Now, where was the turbulence?
A good flight is the one that is on time and has not been whipped around by turbulence. Here Swedish AVTech comes into the picture with its advanced technology to predict invisible turbulence and bad weather. It’s the only weather service on the market based on the high definition weather data from UK’s Met Office.
“Our Sigma service goes beyond normal weather reports, since it’s the only service that has access to UK’s Met Office’s high definition weather data”, says Niklaes Persson, Business Unit Director, R&D. “Combined with our patented algorithms, Sigma can predict weather hazards with an accuracy of only 10 km, individually for any flight. Normally the pilots have access to a global weather grid that covers a very coarse area of 140 km.”
The information from the Sigma service is supplementary to the normal weather sources approved by the authorities; SWC and Sigmets.
“The source is the same, but the information is more in detail and related to individual flights”, says David Rytter, Chief Technical Officer. “The big benefits with more precise weather hazard information are better safety through turbulence avoidance and reduced fuel costs.”
Sigma and various other of AVTech’s products have been thoroughly tested by, for instance, Norwegian and Lufthansa Cargo.
“They have both reported significant fuel savings, because the pilots have been able to avoid bad weather and unfavorable winds better than before”, Rytter says. “The system shouldn’t be too hard on the wallet either, since the cost per flight to upgrade to our service amounts to about the price of a cup of coffee.”

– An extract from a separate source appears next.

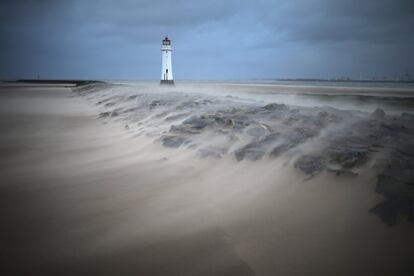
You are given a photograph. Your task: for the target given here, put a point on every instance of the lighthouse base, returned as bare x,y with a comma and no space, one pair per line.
167,82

Sigma is available as a part of the normal Flight Management System, but the real magic starts to happen when you use the new iPad app named AVTech proFlight, with its easy-to-use graphical interface.
“The interface shows both the horizontal and vertical views and makes it easy for the pilot to decide on how to avoid bad weather, wind and turbulence”, Niklaes Persson says. “All the required weather-related information for a specific trajectory is presented graphically in real time. The same weather data can of course be printed out also on the ACARS printer along with the normal Sigmet report.”
Persson points out that it’s now very easy for pilots to test the app, since it’s free for use for a trial period of three months.
“It’s as easy as downloading the demo from Appstore and signing up for a trial”, he says. “Being a commercial airline pilot myself, I must say it has been a joy to develop this product together with our skilled programmers.”
The International Civil Aviation Organization (ICAO) has agreed that the Met Office and its American equivalent NOAA (National Oceanic Atmospheric Administration) gather the meteorological information worldwide and produce the weather charts for global aviation as a standard service.
“Now Met Office has invested some 100 million pounds in computing power and can more accurately than before predict when and where the jet streams change their speed or aren’t straight”, David Rytter says. “When this happens, it churns up the air in the same way as changes in a river’s flow cause turbulence in the water. We process this data in our SIGMA service and can distribute up-to-date weather forecasts tailored to any flight’s trajectory and timeline.”